Gorkana used primary research (sample: 10,000 UK adults) to model the following target audiences:
– All UK adults
– Mothers with young children (under 12 years old)
The research, which combined lifestyle attributes and media consumption habits, was used to understand whether content had been effective in reaching UK mothers. Gorkana’s ability to generate GRPs to specific audiences, based on PR generated content, was fundamental to the communications team being able to prove ROI through the existing model.
The content generated by the GSK campaign was mapped to the survey answers, establishing the percentage of each audience exposed to Aquafresh Kids coverage (“reach”) and the average number of times each person was exposed to coverage (“frequency”). GRPs were then calculated by multiplying reach x frequency per week, giving an illustrative data set: The three spikes across the four-month period directly reflected the three stage implementation of the programme. The first phase of awareness building generated the highest GRPs.
Cost per GRP
As well as allowing the data insight team to integrate PR and generate a true ROI for PR activity, GRPs also facilitated direct cost comparisons. The need for the communications team to align their language of success with the rest of marketing could be satisfied. The UK communications team used a secondary metric to the econometric model outcome: cost per GRP to UK mothers. The PR spend for the programme for the 13-week period covering the first two stages was £60,000 making the cost per GRP to UK mothers £335, compared with £449 for all UK adults, demonstrating effective and resourceful targeting of activity. These numbers also compared favourably to paid activity.

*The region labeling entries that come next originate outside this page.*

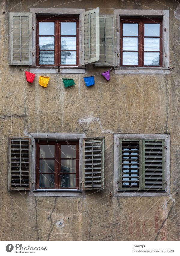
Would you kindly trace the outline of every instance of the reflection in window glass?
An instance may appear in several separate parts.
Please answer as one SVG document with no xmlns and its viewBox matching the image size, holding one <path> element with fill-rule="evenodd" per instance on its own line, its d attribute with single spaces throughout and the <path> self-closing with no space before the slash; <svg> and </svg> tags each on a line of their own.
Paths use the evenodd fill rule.
<svg viewBox="0 0 180 256">
<path fill-rule="evenodd" d="M 39 22 L 39 36 L 54 36 L 54 22 Z"/>
<path fill-rule="evenodd" d="M 138 36 L 138 24 L 123 23 L 123 35 L 130 36 Z"/>
<path fill-rule="evenodd" d="M 62 158 L 75 158 L 76 149 L 76 145 L 61 145 L 61 157 Z"/>
<path fill-rule="evenodd" d="M 145 23 L 145 36 L 159 36 L 160 24 L 156 23 Z"/>
<path fill-rule="evenodd" d="M 61 36 L 75 36 L 76 35 L 76 22 L 61 22 Z"/>
<path fill-rule="evenodd" d="M 61 63 L 62 65 L 76 65 L 76 52 L 68 51 L 61 51 Z"/>
<path fill-rule="evenodd" d="M 54 145 L 40 145 L 39 146 L 40 158 L 52 158 L 54 157 Z"/>
</svg>

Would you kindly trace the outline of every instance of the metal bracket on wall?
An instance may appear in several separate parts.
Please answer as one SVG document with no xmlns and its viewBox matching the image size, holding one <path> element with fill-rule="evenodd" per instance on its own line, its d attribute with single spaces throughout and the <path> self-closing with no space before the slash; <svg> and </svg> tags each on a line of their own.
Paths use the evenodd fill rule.
<svg viewBox="0 0 180 256">
<path fill-rule="evenodd" d="M 58 68 L 56 68 L 56 73 L 62 73 L 62 68 L 60 68 L 60 66 L 58 66 Z"/>
</svg>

The PR team successfully integrated with the rest of the marketing mix. The econometric model proved that PR accounted for nearly 3 percent of sales for the Aquafresh Kids during the campaign, meaning that for every £1 spent almost £4 was generated in incremental sales. This was a significantly higher ROI than was demonstrated in the model for the other marketing activities during the same time period.
This was a huge breakthrough for the communications team as they had never before been able to make a definitive claim about the impact of their activities on the bottom line.
As a result of the success of this model, subsequent data sets have been commissioned to feed into the wider global econometric programme for other brands. GSK say that further analysis of other campaigns in other countries will help them understand the synergies between PR, and paid media and promotions, and whether PR activities drive sales for GSK’s brands only, or for the whole category. This will ultimately help them make more informed investment decisions in the future.
The work by the GSK communications team and Gorkana has allowed PR to speak the language of wider business and should be held up as an example of truly integrated marketing communications measurement.